Vietnam is taking steps to improve economic relations with the West.
Like some other revolutionary regimes which do not want to be totally dependent on Soviet-bloc countries for aid, Vietnam is making overtures to the West.
Completing a mission to four West European capitals, Vietnamese Foreign Affairs Minister Nguyen Co Thach acknowledged here that he was seeking economic as well as diplomatic support. His trip included stops in Stockholm, Paris, Brussels, and Bonn before travelling on to Moscow and New Delhi.
In Europe, Mr. Thach sought to project a conciliatory position on Vietnam's involvement in Kampuchea (Cambodia), the Kampuchean refugee issue, and economic cooperation with non-Comecon countries.

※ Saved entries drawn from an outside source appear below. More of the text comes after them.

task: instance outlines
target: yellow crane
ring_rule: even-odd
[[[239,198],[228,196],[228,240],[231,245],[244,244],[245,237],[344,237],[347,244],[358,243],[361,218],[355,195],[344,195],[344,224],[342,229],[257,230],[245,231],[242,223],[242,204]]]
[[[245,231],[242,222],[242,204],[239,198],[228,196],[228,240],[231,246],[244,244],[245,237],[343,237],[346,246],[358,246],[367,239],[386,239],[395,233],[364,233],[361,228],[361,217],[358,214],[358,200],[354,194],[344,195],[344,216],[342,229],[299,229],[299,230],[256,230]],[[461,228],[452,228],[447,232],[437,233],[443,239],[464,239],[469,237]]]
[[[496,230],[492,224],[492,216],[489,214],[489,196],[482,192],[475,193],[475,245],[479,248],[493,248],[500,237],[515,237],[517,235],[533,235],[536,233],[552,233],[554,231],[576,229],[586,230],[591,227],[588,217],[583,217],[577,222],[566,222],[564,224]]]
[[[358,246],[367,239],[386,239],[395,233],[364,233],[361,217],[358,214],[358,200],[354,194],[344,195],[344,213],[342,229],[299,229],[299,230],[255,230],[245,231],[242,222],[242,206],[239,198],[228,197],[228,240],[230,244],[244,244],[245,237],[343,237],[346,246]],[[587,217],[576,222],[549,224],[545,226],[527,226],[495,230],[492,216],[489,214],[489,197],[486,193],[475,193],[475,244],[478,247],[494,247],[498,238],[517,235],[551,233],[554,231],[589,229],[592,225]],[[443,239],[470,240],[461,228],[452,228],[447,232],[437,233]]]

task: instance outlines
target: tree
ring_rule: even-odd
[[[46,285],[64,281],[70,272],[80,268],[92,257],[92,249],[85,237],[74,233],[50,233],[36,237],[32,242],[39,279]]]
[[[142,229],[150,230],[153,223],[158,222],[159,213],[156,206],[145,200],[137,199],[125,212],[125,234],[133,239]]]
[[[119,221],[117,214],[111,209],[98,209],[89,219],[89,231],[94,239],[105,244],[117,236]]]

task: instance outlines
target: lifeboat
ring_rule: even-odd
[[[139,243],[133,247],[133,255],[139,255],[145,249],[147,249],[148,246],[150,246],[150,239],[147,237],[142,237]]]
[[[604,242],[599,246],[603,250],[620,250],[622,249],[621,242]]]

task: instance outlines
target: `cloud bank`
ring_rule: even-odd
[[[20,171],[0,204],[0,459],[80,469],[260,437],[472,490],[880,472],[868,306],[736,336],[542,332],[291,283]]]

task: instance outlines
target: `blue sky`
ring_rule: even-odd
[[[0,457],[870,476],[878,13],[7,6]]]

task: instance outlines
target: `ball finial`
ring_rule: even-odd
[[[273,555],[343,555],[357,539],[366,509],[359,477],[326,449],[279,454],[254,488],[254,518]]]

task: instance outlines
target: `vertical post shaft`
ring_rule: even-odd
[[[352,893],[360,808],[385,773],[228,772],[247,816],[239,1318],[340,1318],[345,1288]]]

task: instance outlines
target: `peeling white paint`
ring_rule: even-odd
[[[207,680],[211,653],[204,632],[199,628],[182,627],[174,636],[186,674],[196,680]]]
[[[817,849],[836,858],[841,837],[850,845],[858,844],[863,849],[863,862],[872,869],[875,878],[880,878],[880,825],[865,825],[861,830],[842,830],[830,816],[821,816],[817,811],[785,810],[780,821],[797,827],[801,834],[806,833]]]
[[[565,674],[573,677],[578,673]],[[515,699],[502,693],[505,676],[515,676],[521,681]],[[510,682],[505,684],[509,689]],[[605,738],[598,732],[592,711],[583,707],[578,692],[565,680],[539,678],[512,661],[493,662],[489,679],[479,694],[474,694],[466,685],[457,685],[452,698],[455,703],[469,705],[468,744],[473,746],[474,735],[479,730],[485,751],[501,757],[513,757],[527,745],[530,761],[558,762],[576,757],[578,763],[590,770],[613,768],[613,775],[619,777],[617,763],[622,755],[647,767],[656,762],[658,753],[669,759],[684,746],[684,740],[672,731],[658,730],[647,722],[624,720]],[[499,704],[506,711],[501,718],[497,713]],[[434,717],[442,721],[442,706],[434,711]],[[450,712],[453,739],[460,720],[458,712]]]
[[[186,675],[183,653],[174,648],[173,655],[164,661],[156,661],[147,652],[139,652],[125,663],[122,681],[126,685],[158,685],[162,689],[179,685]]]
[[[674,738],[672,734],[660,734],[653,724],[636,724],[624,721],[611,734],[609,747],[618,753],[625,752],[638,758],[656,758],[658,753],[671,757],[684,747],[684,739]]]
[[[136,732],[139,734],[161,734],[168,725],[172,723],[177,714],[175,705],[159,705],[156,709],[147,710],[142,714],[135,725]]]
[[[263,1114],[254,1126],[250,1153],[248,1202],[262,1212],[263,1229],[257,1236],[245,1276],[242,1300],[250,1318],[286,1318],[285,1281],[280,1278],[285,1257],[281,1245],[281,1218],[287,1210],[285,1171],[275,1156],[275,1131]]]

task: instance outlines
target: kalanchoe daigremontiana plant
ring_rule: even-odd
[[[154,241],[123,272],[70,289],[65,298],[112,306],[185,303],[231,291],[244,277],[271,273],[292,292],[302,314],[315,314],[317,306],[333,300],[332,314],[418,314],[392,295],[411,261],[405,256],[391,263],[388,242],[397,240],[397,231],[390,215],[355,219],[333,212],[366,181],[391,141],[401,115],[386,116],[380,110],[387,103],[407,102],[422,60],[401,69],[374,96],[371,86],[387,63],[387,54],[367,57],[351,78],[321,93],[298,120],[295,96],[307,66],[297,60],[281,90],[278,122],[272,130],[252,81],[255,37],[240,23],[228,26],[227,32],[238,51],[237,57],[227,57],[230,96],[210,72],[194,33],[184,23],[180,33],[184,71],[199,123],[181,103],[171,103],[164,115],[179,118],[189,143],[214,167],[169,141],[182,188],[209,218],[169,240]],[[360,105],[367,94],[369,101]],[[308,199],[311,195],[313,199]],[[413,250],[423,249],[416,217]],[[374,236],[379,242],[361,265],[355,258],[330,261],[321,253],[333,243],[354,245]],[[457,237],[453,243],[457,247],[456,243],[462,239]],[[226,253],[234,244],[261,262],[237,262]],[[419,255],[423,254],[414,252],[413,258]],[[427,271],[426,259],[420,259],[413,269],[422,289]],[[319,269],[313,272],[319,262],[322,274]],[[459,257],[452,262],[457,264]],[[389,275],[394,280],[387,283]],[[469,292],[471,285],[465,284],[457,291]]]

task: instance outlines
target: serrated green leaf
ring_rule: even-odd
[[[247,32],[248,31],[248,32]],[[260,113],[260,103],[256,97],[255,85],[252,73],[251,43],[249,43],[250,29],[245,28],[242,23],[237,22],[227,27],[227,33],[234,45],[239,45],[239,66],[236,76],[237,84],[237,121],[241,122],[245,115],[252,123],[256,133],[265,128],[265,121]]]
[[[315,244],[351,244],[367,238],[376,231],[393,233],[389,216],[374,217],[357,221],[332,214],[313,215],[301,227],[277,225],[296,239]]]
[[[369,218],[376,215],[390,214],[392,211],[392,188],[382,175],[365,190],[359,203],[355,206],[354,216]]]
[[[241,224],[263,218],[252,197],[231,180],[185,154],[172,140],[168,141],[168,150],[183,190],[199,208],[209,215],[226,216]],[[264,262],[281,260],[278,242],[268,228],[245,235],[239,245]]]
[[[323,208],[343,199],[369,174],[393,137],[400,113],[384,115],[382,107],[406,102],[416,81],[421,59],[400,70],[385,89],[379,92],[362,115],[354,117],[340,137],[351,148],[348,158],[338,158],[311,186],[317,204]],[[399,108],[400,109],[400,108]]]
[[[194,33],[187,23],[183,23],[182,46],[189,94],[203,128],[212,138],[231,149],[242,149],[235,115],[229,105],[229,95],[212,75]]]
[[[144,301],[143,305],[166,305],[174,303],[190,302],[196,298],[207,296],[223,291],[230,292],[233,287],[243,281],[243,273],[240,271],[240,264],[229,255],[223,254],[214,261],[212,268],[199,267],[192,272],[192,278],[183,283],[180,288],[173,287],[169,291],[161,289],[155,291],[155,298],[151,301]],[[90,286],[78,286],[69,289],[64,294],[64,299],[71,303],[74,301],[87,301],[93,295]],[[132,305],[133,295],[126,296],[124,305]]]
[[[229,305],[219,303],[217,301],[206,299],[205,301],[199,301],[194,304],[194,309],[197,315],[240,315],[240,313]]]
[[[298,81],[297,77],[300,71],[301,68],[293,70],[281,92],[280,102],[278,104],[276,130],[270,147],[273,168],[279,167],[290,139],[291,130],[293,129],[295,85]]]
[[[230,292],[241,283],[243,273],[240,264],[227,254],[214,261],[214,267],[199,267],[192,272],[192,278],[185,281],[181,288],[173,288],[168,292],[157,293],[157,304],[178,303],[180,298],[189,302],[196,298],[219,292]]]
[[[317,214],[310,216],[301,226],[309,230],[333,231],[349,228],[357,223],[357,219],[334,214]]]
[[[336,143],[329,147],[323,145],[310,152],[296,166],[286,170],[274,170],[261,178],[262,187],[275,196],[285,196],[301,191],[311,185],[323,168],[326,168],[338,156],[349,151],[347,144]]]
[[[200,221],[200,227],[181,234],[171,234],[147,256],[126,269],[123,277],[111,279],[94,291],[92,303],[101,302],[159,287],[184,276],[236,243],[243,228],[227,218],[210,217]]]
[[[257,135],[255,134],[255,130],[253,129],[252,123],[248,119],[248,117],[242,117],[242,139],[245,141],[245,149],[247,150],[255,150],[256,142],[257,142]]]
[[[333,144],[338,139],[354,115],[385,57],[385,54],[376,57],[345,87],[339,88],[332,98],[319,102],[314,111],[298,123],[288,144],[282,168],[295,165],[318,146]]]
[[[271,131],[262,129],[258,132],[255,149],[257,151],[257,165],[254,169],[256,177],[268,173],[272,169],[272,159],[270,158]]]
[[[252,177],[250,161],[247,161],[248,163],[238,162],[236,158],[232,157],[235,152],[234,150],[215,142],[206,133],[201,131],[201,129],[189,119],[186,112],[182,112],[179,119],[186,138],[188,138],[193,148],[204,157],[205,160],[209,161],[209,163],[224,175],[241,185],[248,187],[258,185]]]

He blamed China for friction between his country and the other Southeast Asian countries and rejected allegations that Vietnam intends to dominate the region.
Concerning the economic aspects of his missions, he told journalists, ''We are not begging, but after 35 years of war, we need food aid.
''We would like to industrialize,'' he added, ''but it will take lots of time. So far only the Soviet Union and other socialist countries have been willing to help while still respecting our independence. . . .
''All countries big and small . . . need long-term economic cooperation,'' he continued. ''We have mineral resources and manpower that could be used in our mutual interests if there is mutual respect.''
While there were few tangible results from his mission, Mr. Thach and his aides indicated they hoped that contacts had been established that could lead to aid and joint economic ventures.
But the foreign minister stressed that no such economic links could be forged if politics became involved. He said that US aid had been rejected because of the political strings attached to it.